The government has turned to Tesco in its bid to save the ailing British high street, The Grocer can reveal.
The retailer has agreed to join the new Future High Streets Forum, launched by ministers openly frustrated at the lack of progress made by the Mary Portas review.
Tesco said its huge presence on the high street meant it was in an ideal position to help the government try to stem the flow of store closures.
“Vibrant high streets are in everyone’s interests, including ours,” said a Tesco spokesman. “Over half of our stores are on high streets across the UK, helping to attract customers to other shops and services, so we are pleased to contribute.”
However, Association of Convenience Stores CEO James Lowman, also a member of the forum, said the appointment would spark anger among retailers who blamed Tesco for hastening the high street’s demise. “There will be retailers out there who will question Tesco’s right to be in this group given its history of developing out-of-town stores,” he said.
“I think the biggest challenge will be for Tesco to explain how its strategy can help us tackle serious issues around planning, rates and parking issues but I’m open to them being in the conversation.”
Tesco will join forces with the likes of Boots and John Lewis, alongside organisations such as the ACS, the BRC and the British Property Federation.
Earlier this month, former Tesco boss Sir Terry Leahy claimed high streets were “medieval” and that small shops closing was “a part of progress”.
In her 2011 report, Portas attacked the dominance of supermarkets and unsuccessfully called on the government to force all out-of-town developments to go before the secretary of state.
She has since fronted a string of campaigns to stop Tesco stores.

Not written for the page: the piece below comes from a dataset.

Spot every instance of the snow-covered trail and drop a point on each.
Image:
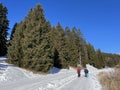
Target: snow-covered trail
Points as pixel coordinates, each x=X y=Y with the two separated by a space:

But there has been growing anger at the lack of direction of Portas’ projects, with BRC director general Helen Dickinson in January calling for the work to be taken on by more serious bodies.
The Grocer has learnt that funding for a further 370 towns that were rejected in the pilot process ran out weeks ago, with one highly placed source saying town teams were relying on support from unpaid advisors working in their spare time to get ideas off the ground.
“The whole thing has ground to a bit of a halt,” said the source.
Meanwhile, Channel 4 said a TV show about Portas’ exploits, which had been scheduled to air this month, had been put back until April.